Il ministro Giorgetti ha costretto i partiti a prendere una posizione

Redazione

Minacciare le dimissioni sul Superbonus è stato un gesto di responsabilità. Mettendo la testa sul piatto il ministro ha dichiarato di non voler essere l'uomo che certifica lo sfascio dei conti italiani

Se per l’Uomo Ragno da grandi poteri derivano grandi responsabilità, per Giancarlo Giorgetti vale l’opposto: da grandi responsabilità derivano grandi poteri. Il ministro dell’Economia ha vinto il braccio di ferro con la sua stessa maggioranza ottenendo il via libera al decreto Superbonus, che spalma su dieci anni la “bomba fiscale” dei crediti edilizi, attenuandone l’impatto sul bilancio pubblico. Sulla scrivania che fu di Quintino Sella ci sono le previsioni di primavera della Commissione europea: invece di ridursi, il debito pubblico continuerà a crescere almeno fino al 2025, passando dal 137,3 per cento del pil dell’anno scorso al 141,7 per cento (contro 138,9 per cento  del Def). L’Italia si candida così a diventare il paese più indebitato d’Europa, visto che l’attuale detentore del primato, la Grecia, ha una politica di bilancio che porterà il debito dal 161,9 per cento del pil nel 2023 al 149,3 per cento nel 2025. Sempre ieri il Mef ha annunciato l’avvio della procedura per la cessione del 2,8 per cento di Eni, dopo analoghe dismissioni di Mps e Poste, in attuazione del piano di privatizzazioni per contenere il debito pubblico. La divergenza nelle stime non riguarda la crescita, come talvolta è accaduto nel passato: la Commissione prevede lo 0,9 per cento nel 2024 e l’1,1 per nel 2025, appena 0,1 punti meno delle stime contenute nel Def.

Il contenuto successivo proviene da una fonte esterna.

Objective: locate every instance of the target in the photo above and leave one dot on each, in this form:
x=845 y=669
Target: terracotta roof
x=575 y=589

Sul banco degli imputati c’è il Superbonus, come ha detto Giorgetti: “Le previsioni della Commissione sono in linea con le nostre. Sul debito, purtroppo, gravano per cassa negli anni prossimi gli effetti negativi del Superbonus. D’altra parte i dati europei sul rapporto debito/pil non incorporano gli effetti dei recentissimi provvedimenti che avranno effetti positivi sui conti”. E’ proprio la consapevolezza della gravità della situazione ad aver indotto un ministro solitamente taciturno a mettere la testa sul piatto: Giorgetti non vuole essere l’uomo che certifica lo sfascio dei conti italiani. Ha quindi costretto i partiti a prendere una posizione: meglio una scelta impopolare oggi che il collasso economico domani.